Mr Constance also issued a statement, reiterating Mr Koperberg’s remarks.

“The NSW Government made a commitment to remove all debris from homes destroyed by the Blue Mountains bushfires, and that’s what we’re getting on with doing.

“I want to make clear that we will fund the removal of concrete slabs for all affected properties, unless owners in consultation with their insurer and builder decide to keep what they currently have.”

It has been nearly seven weeks since the fires and both Mr Koperberg and Blue Mountains mayor Mark Greenhill had fielded dozens of calls from frustrated and, lately, furious residents still waiting for the clean-up that will enable them to move on from the disaster.

There were also concerns that some people would receive different treatment, depending on their insurer.

But Mr Koperberg assured the Gazette that “there will be complete equity across the board. It’s all inclusive and everyone will be treated equally. I am absolutely delighted that Minister Constance has acted quickly to stem the tide of discontent.”

He was “absolutely positive’’ that work will start in the coming days, he said.

Clr Greenhill said he welcomed Mr Constance’s involvement “and I’m hoping that this will lead to a process close to that which we saw in Victoria’’.

But he also issued a warning. “If my expectations are disappointed, then I will resume my public campaign on behalf of the public of the Blue Mountains because, at the end of the day, I just want them to be able to get on with their lives.”

An NRMA Insurance spokeswoman said the company had started on the clean-up last weekend in conjunction with the NSW Government. Preparation work, including disconnection of sewerage, water and electricity services and installation of security fencing would ensure sites were safe to excavate and safe for demolition to start.

The spokeswoman also said that NRMA would work with the government to clean up for those who did not have insurance.

NRMA has 67 policy-holders who lost their homes.
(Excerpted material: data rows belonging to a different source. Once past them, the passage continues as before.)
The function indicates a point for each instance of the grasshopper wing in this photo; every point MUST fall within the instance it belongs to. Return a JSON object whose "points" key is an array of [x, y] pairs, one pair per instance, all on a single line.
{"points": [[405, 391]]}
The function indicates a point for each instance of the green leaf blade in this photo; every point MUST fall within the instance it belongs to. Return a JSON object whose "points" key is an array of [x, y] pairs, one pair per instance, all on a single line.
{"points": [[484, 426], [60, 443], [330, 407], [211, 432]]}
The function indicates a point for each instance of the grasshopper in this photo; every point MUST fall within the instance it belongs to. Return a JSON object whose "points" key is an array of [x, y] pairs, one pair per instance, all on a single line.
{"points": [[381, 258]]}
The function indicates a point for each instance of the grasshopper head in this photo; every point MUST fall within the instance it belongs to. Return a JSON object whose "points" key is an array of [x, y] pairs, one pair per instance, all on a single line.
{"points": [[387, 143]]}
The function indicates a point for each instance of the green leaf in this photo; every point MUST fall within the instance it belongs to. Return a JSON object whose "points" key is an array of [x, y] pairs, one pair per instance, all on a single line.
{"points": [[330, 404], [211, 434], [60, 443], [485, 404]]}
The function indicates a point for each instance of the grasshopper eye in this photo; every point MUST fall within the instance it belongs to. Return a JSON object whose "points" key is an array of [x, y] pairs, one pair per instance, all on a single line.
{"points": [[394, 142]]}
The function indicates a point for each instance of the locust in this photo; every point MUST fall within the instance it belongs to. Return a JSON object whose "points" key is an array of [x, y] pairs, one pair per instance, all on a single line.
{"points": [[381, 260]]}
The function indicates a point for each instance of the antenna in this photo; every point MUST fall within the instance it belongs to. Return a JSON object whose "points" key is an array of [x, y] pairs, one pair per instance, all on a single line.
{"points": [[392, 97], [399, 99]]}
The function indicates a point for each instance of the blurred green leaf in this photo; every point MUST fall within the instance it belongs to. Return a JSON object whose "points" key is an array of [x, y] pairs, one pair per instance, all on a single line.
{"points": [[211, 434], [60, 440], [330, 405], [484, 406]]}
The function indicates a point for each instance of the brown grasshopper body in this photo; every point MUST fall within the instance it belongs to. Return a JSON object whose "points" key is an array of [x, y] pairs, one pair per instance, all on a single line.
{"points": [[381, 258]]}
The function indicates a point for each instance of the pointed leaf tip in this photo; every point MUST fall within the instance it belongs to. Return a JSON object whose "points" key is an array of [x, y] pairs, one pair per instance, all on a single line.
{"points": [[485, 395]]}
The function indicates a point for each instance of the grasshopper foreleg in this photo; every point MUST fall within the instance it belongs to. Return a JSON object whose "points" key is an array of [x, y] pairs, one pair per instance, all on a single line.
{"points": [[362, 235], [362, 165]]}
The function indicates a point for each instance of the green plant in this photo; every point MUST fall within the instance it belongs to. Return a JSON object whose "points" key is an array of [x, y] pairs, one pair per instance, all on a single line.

Suncorp – which includes AAMI, GIO and Apia – is also starting the clean-up for its 61 policy-holders who suffered total losses.

The company’s senior corporate affairs advisor, David Skapinker, said Suncorp customers were not eligible for government funding because of its comprehensive policies.

The other major insurer, Allianz, who has 20 affected policy-holders, said it had been negotiating with the State Government.

“During these discussions, Allianz’s primary objective has been to promote and protect the interests of our policy-holders and we remain hopeful that we can reach an agreement in the near future to participate in the Government clean-up funding scheme,” said its general manager of corporate affairs, Nicholas Scofield.

Blue Mountains City Council will hold an extraordinary meeting about the bushfire clean-up tomorrow [December 5] at Winmalee High School at 7pm.